Mexico to Keep Pumping Pemex for Tax Money Despite Promised Reforms
MEXICO CITY, Oct 30 (Reuters) - Saddled with a tax rate of almost 100 percent, Mexican state oil company Pemex hands over so much cash to the government that it has only a fraction of the money it needs to invest in production and exploration.
So hopes were high when President Enrique Pena Nieto announced last month that a government fiscal reform would ease the burden on Pemex and create a tax structure for the 75-year-old monopoly "just like any other oil firm in the world."
But as details of the reform emerged, a more sober view has set in: that it would take years before Pemex can free itself from the grip of the Mexican tax collector.
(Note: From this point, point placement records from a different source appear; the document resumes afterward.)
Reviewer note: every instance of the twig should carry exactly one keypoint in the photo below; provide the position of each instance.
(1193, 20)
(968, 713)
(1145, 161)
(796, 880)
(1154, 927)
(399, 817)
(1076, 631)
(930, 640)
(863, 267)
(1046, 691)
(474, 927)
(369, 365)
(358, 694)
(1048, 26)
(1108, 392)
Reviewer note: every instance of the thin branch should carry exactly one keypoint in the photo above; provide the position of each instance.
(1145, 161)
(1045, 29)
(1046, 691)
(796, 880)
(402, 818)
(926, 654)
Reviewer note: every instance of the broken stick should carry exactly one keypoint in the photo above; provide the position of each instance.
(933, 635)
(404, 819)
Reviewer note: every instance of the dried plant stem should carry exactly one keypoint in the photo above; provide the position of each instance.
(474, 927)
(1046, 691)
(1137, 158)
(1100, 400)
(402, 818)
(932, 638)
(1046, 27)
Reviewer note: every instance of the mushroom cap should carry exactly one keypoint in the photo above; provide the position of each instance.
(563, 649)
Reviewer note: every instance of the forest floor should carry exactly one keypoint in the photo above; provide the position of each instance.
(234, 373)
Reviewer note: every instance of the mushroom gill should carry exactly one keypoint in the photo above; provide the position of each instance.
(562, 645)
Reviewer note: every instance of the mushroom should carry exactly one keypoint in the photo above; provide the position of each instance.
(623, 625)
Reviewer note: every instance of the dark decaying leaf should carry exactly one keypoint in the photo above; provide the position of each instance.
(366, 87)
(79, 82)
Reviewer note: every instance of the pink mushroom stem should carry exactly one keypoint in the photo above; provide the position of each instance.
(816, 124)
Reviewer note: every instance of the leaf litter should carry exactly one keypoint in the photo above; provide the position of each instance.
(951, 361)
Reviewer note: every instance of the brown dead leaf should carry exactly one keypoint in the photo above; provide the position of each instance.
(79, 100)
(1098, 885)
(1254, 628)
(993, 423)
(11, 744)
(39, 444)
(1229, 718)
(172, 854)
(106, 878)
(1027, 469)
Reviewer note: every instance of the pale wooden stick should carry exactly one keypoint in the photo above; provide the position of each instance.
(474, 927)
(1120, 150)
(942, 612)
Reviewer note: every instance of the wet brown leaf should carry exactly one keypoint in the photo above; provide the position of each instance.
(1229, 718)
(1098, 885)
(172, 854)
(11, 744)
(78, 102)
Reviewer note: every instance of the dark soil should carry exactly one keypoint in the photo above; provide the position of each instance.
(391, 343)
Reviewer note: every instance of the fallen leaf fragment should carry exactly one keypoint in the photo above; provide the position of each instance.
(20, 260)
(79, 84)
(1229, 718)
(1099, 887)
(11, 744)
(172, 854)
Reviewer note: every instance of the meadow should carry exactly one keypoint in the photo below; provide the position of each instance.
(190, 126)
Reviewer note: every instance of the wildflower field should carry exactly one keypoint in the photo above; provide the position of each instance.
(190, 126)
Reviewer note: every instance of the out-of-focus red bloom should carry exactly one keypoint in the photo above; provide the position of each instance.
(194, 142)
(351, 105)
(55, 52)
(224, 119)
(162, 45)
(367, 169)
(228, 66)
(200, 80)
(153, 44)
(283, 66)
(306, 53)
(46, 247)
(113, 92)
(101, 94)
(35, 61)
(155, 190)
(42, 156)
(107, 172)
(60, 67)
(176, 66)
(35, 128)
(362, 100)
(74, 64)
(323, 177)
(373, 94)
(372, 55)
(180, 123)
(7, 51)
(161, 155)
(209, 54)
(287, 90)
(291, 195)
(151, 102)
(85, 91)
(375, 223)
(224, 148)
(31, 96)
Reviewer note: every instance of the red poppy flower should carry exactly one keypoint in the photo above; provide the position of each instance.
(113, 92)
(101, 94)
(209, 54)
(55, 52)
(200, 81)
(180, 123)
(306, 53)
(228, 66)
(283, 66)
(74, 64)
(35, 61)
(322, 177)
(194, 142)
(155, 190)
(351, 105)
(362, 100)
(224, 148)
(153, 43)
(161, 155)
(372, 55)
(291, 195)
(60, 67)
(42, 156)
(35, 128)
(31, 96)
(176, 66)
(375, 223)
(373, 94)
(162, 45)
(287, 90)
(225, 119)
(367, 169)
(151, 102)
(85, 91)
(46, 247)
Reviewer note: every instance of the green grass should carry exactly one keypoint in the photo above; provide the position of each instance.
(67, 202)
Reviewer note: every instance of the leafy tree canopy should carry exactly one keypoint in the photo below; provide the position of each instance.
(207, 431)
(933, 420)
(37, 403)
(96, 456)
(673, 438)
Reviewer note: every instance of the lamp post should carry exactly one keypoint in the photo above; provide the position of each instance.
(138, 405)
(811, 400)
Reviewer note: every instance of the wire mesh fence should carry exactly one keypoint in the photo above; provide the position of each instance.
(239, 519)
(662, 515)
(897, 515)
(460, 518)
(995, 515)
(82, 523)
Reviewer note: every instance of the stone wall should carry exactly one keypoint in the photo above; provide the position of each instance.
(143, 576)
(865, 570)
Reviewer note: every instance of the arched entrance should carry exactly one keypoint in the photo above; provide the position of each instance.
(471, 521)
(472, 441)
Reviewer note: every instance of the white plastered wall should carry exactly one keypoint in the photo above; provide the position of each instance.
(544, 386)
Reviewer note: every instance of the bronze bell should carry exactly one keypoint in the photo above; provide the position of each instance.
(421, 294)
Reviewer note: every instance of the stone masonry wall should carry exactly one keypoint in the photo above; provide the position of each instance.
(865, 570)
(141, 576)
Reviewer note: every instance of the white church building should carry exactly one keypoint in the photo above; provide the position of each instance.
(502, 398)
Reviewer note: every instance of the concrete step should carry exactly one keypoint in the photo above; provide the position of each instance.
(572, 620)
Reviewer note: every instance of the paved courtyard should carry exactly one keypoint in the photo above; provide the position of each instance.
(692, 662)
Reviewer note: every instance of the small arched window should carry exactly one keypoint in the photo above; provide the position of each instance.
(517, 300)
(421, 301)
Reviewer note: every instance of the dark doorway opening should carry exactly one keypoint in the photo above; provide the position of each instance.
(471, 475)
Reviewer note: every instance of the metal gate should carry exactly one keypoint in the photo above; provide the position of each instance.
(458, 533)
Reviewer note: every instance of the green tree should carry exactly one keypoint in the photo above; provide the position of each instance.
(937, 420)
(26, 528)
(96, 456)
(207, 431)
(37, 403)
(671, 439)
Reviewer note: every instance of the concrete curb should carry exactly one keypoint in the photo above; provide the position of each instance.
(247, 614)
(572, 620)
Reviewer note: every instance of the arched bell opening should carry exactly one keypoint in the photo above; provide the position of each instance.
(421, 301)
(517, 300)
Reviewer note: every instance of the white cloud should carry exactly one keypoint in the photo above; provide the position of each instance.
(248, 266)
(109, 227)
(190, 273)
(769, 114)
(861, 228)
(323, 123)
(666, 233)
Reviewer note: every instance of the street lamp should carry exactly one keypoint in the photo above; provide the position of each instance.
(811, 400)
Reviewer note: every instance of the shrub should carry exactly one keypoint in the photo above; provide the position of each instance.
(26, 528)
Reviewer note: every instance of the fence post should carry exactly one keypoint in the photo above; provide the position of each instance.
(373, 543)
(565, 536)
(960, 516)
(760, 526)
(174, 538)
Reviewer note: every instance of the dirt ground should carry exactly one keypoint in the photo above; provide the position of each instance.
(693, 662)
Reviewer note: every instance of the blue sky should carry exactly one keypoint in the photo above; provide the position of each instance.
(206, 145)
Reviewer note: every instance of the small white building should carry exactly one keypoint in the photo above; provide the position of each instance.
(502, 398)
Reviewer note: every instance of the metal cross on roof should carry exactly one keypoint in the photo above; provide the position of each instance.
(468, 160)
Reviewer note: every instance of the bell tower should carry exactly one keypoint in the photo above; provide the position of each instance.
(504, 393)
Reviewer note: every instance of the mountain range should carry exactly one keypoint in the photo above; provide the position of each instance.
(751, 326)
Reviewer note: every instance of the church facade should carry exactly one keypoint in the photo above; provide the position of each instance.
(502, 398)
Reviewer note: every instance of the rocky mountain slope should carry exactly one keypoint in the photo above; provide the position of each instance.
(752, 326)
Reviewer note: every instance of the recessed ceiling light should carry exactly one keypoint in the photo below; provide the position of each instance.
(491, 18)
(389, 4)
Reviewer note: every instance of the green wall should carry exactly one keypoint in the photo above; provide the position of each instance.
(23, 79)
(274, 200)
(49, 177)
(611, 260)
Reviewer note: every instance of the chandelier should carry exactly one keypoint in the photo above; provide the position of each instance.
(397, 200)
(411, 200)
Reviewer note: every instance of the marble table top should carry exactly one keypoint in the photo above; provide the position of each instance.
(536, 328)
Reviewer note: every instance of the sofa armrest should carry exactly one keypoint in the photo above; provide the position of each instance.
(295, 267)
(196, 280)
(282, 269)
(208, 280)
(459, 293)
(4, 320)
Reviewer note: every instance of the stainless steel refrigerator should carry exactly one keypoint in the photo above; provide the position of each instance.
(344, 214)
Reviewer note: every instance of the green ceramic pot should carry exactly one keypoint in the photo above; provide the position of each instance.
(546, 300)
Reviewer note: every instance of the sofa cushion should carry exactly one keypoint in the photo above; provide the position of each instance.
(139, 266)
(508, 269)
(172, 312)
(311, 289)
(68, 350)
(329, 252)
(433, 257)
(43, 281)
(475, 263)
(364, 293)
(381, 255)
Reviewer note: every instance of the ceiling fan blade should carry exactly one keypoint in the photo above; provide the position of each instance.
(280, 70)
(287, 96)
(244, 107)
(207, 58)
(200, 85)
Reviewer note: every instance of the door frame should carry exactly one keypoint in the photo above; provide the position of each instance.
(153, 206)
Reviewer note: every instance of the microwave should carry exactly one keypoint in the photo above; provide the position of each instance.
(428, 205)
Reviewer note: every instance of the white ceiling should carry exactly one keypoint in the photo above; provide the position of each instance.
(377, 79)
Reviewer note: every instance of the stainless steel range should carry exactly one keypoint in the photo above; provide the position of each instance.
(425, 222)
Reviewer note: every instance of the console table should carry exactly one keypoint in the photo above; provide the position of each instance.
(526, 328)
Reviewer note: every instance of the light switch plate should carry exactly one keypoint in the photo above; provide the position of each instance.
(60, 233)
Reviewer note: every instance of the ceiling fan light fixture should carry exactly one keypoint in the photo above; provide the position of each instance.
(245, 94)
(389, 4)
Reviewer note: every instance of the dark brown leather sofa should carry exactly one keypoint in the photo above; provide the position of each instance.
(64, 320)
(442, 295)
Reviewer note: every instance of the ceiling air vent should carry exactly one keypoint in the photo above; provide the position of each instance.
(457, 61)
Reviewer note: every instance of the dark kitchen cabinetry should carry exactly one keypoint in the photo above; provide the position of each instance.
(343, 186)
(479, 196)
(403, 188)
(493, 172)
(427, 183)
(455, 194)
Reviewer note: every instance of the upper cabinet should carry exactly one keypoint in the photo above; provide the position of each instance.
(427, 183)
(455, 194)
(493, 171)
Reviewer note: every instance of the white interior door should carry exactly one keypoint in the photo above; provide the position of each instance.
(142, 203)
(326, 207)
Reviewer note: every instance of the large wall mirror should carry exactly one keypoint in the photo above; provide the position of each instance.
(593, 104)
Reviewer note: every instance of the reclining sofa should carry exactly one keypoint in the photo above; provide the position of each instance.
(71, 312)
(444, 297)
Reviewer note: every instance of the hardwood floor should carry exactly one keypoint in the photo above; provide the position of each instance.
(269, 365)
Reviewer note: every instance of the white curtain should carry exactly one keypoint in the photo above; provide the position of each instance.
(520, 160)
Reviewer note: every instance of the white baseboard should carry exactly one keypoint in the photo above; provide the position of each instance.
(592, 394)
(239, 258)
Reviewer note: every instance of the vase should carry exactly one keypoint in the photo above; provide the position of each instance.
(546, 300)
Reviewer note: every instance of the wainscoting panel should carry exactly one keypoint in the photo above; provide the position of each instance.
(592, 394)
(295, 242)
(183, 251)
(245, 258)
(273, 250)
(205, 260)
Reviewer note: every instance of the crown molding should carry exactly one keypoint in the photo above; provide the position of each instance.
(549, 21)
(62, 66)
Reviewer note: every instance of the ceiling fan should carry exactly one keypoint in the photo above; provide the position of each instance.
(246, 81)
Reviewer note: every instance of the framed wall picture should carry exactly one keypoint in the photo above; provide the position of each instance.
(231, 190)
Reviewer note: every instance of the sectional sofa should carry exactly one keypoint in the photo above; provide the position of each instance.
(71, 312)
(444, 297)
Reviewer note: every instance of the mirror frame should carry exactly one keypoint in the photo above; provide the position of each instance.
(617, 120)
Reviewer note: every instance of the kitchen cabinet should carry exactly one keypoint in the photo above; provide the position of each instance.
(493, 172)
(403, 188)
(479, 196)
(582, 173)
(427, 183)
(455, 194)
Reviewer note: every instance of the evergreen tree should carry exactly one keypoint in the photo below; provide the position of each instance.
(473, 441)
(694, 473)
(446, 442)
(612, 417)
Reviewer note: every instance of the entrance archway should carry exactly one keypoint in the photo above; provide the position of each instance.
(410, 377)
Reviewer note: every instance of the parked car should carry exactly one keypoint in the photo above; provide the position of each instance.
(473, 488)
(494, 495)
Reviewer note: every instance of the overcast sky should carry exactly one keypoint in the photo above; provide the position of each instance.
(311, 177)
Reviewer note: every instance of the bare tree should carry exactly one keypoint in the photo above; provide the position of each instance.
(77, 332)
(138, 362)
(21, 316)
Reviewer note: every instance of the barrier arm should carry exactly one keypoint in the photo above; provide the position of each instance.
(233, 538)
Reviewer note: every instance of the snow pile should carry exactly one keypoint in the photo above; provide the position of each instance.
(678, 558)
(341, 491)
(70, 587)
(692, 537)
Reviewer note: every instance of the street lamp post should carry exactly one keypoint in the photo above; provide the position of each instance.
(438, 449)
Mexico's fiscal reform is likely to generate significantly less revenue than originally planned, and the government would have leeway to continue taking as much as it needs from Pemex to make up shortfalls.
The Senate approved the broad outline of the fiscal bill, which is close to becoming law, late on Tuesday and is still debating sections that some lawmakers want to throw out or change.
From 2015, the reform aims to lower the finance ministry's main levy on the world's No. 5 oil company by sales, which reached $127 billion in 2012.
But the fiscal overhaul would also put also new charges on Pemex. They include a dividend to the government, which could adjust the amount to avoid any "imbalance in the public finances."